Sunday, January 17, 2010

Delirious Feminism: question #2 of 3

Here's my response to poet Jennifer Bartlett's second question on the Delirious Hem blogspot. See my previous post regarding question #1.

2.
If you do believe disability has been glossed over in feminist culture? If so, why do you thing this has happened?

This begs generalization, and so I'll generalize. Yes, disability has been ignored or glossed over and for the same reasons as in culture at large. Differentness scares people, unless the differentness is framed. Also I'm not sure how much differently abled poets have chosen to go public. Writing and publication are somewhat incorporeal pursuits until there's a reading, so I don't necessarily know who has what.

Of course women are continually encouraged to tend to our looks in a no-win situation.

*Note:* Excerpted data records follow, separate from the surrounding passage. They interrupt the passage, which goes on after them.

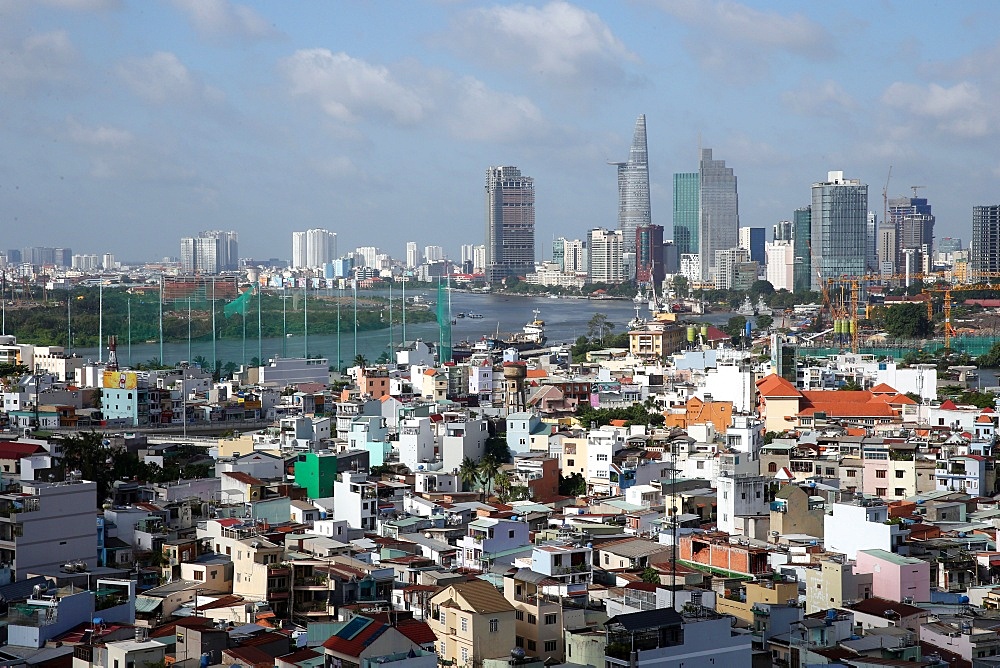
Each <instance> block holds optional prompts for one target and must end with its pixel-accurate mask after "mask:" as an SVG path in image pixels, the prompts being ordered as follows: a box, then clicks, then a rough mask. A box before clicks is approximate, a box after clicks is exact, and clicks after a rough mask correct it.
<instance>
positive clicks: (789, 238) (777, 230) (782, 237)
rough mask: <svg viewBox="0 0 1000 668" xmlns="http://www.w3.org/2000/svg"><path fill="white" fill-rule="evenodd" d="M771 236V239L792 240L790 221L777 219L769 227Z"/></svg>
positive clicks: (791, 221) (791, 226) (791, 227)
mask: <svg viewBox="0 0 1000 668" xmlns="http://www.w3.org/2000/svg"><path fill="white" fill-rule="evenodd" d="M771 238H772V240H773V241H791V240H792V221H790V220H779V221H778V222H777V223H775V224H774V225H773V226H772V227H771Z"/></svg>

If we're beautiful as Helen we can cause ten years of slaughter and warring (or, perhaps more true to our lives, expected to stay beautiful, or not threaten). If we're not beautiful we can be dismissed as horrors--a lesbian. God bless dykes, I say. We all need to access our inner big-breasted, no bra, T-shirt wearing mamas.

IN NO WAY am I saying that dykedom is a disability. But it is a "different" way of being. And look at public intellectual Susan Sontag, a lesbian who stayed in the closet. I'm using it as an analogy. Here's another analogy.

I, Sarah Sarai, bi-sexual, have a belly. Thus I'm "different."

Once I took a "craft" class, ho hum. Grad. school, ho hum. At one point the female poet professor mentioned dried apricots as a sense memory, then recoiled when she remembered how fattening they were, then quickly gave me a guilty look. Hello? This poet trades on a perception of good looks, when her already good poetry would be stronger if she would let herself be who she is.

Mine is a quick response not an essay so I'm going to jump, now, with dispatch, to Helen Keller. What she did to HELP the disabled was astonishing and I don't see her being celebrated. Similar to what happened with Emily Dickinson via The Belle of Amherst, where a dated and too precious play served to define Emily in everyone's imagination for generations, Helen Keller become the miracle of the Miracle Worker, rather than a woman, blind, who set up institutions and lobbied and did more to demystify disability than anyone I can think of.

This is one perspective and I'm grateful if you point out my own generalizations.